Há quem diga que o futebol é diversão. Há quem diga que o futebol é chato demais. Há quem diga que o futebol é a coisa mais importante do mundo. Há quem nem saiba o que é futebol.

Para mim, no entanto, se alguém me perguntasse o que é o futebol, eu responderia: “Futebol é sofrimento”. Não importa para que time você torça, ao fazê-lo, tenha consciência de que você irá, em maior ou menor escala, sofrer.

56“Mas o meu time só me traz alegrias”, vai contra-argumentar algum torcedor inocente de uma equipe multicampeã. Ilusão. Para cada brevíssimo instante de êxtase que o seu time lhe proporciona, para cada vitória comemorada, para cada campeonato conquistado, existem eternidades de agonia, dor e sofrimento. O transcorrer de cada partida é uma montanha-russa de emoções.

Adversário com a posse de bola, leve incômodo. Adversário no campo de ataque, frio no estômago. Falta para o adversário, desespero. Chute a gol do adversário, taquicardia. Expulsão de um jogador do meu time, raiva. Juiz ladrão, ira bíblica. O atacante perdeu um gol feito, incredulidade. Gol anulado, brochada. Pênalti para o adversário, socorro. Gol do adversário, morri. Gol contra, morri e não entendi como. “Frango” do goleiro, morri em posição fetal. Meu time perdeu, cabeça inchada.

O sofrimento é central no futebol. Tão central que o urro selvagem que soltamos com o gol é um grito de alívio, não apenas de alegria.
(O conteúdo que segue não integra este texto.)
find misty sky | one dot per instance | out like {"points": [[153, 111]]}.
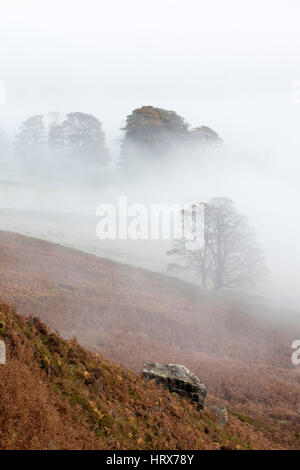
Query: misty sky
{"points": [[227, 64]]}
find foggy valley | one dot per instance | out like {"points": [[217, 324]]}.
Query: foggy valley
{"points": [[162, 105]]}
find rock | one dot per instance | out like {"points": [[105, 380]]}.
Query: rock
{"points": [[177, 378], [220, 412]]}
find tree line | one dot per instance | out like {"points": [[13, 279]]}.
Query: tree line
{"points": [[148, 135]]}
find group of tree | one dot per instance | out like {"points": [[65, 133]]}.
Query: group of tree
{"points": [[77, 136], [154, 133], [229, 256], [149, 135]]}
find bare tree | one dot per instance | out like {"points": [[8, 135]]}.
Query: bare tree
{"points": [[229, 256]]}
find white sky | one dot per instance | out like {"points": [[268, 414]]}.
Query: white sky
{"points": [[227, 64]]}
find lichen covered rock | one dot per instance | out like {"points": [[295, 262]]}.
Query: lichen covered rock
{"points": [[177, 378]]}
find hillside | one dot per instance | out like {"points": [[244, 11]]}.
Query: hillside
{"points": [[132, 316], [56, 395]]}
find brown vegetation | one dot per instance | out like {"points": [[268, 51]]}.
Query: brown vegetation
{"points": [[130, 316]]}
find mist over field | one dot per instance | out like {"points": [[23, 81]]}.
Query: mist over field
{"points": [[122, 125], [240, 81]]}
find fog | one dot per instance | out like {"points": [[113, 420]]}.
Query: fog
{"points": [[227, 65]]}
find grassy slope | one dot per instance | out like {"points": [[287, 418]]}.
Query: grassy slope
{"points": [[131, 316], [56, 395]]}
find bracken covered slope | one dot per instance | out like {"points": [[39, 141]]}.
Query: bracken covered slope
{"points": [[56, 395], [132, 316]]}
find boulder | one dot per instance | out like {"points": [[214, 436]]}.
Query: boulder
{"points": [[220, 412], [177, 378]]}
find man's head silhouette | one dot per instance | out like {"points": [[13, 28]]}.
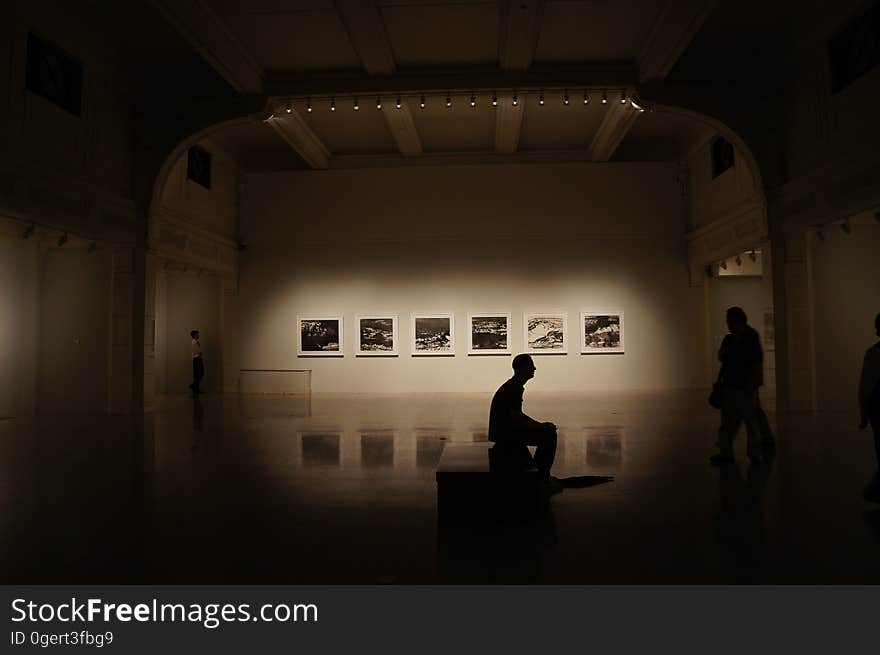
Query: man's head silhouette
{"points": [[523, 367]]}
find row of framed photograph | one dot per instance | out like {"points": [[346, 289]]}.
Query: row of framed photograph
{"points": [[489, 333]]}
O gol é o raro momento em que nos livramos da dor causada pelo jogo. Mas é um analgésico de efeito curto. Reiniciada a partida, as dores voltam e o martírio recomeça. Torcer é se contorcer de uma dor que sempre volta.

Qual a razão deste ímpeto masoquista que existe em cada torcedor? Por que não deixamos o futebol de lado e vamos viver a vida?

Porque a graça do futebol é justamente esta, sofrer. E sofrer faz parte da vida, e o que é o futebol senão uma grande metáfora da vida? Sofremos na vida, mas existem momentos que compensam tudo. No futebol é a mesma coisa, um gol, uma vitória fazem todo sofrimento valer a pena.

É como se resumíssemos a vida aos noventa minutos de uma partida. Nascemos com a suprema alegria do gol a favor, morremos com a tristeza profunda do gol tomado, nos enlutamos com a derrota, nos entediamos com um 0x0.

O futebol é como uma religião. Para os seus fiéis seguidores, torcer é sofrer. Para os infiéis, ou seja, aqueles que não creem nos mandamentos dos deuses do futebol, todo este sofrimento não passa de fanatismo, pura bobagem.

Tanto fiéis quanto infiéis estão certos. Os últimos porque nunca sofreram com o futebol, e os primeiros porque sofrem toda vez que seu time joga. É tudo uma questão de escolha, acreditar ou não acreditar. Só sofre com o futebol quem gosta de futebol; quem não sofre é porque não gosta de futebol.

Quanto a mim, sigo roendo minhas unhas, suando frio, xingando o vizinho, amaldiçoando a vida, gritando com a televisão, pulando na arquibancada, cantando, quase morrendo, amando o futebol e, inevitavelmente, sofrendo. Sofrendo demais.

Abençoado os que sofrem, pois serão consolados pela alegria do futebol.